WaMu tried to pass itself off as a small, conservative bank from Washington and yet they were playing the same Wall Street game as other big lenders, preying on the economically unstable to drive up big profits. When Saffer refused to play along, his work situation became hostile to the point where he had to resign:
Along with defending WaMu’s Option ARMs, JP Morgan’s lawyers also take issue with Saffer’s assertion that working conditions had become so intolerable he had to resign.
Things weren’t so bad for him, they say, noting, for example, that “Saffer admits that no physical altercations ever took place between him and Stockton.”
Saffer replies that a lack of physical violence hardly qualifies a workplace as model employer.
Saffer is now his own boss. His company arranges “reverse mortgages” for elderly homeowners who want to tap their equity without putting their homes at risk.

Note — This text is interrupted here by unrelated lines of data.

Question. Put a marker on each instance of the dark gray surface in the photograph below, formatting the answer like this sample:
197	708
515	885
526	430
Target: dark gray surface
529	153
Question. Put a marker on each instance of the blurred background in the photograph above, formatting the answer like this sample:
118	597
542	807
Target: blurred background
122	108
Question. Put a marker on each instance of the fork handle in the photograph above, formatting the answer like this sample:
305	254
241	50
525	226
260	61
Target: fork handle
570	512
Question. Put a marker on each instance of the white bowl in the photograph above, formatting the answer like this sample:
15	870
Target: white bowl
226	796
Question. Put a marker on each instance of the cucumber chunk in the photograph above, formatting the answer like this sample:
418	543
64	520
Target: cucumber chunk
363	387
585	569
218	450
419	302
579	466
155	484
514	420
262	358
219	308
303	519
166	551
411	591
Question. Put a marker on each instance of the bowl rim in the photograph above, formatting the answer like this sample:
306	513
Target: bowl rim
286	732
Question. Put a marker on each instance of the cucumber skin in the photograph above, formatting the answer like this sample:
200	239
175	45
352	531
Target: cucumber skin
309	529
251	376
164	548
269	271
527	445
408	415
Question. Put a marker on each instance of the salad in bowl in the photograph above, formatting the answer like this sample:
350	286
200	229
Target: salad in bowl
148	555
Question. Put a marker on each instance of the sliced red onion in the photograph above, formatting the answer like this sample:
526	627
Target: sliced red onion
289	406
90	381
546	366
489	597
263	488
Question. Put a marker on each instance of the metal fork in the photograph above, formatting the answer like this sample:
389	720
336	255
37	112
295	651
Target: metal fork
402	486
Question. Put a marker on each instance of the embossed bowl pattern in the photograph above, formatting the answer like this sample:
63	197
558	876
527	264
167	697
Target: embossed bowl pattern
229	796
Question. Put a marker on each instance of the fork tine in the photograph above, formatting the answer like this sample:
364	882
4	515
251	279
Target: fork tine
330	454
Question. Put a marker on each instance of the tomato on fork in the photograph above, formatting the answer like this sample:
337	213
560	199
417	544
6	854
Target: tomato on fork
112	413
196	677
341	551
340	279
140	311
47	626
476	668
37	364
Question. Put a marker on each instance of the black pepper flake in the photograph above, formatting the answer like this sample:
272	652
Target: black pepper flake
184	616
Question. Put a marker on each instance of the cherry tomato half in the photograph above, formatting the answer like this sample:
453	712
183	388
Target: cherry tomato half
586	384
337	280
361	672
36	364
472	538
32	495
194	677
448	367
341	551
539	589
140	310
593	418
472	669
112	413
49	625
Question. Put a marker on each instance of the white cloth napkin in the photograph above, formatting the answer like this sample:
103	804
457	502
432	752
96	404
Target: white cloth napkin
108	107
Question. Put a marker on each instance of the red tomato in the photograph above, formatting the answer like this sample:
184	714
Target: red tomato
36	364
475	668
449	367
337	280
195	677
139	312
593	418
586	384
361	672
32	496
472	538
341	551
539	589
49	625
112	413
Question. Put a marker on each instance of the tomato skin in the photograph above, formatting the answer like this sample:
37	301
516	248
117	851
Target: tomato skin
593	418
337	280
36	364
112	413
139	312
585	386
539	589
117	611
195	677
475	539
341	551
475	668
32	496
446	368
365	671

He says he’s glad to be working at a job where he can follow his principles, not the dictates of Washington Mutual executives who were, in his view, intent on peddling unsafe products.
“I never would have thought this nice conservative bank from Washington State would have this boiler room, mill mentality,” Saffer says. “I never would have thought that in a million years."
Stories of bankers doing the right thing are few and far between. Perhaps the most ethical of the lot just never make the news. Regardless, history will wag the finger of blame for the economic collapse at banks like Washington Mutual and men like Mark Stockton. Only then will guys like Greg Saffer be at peace.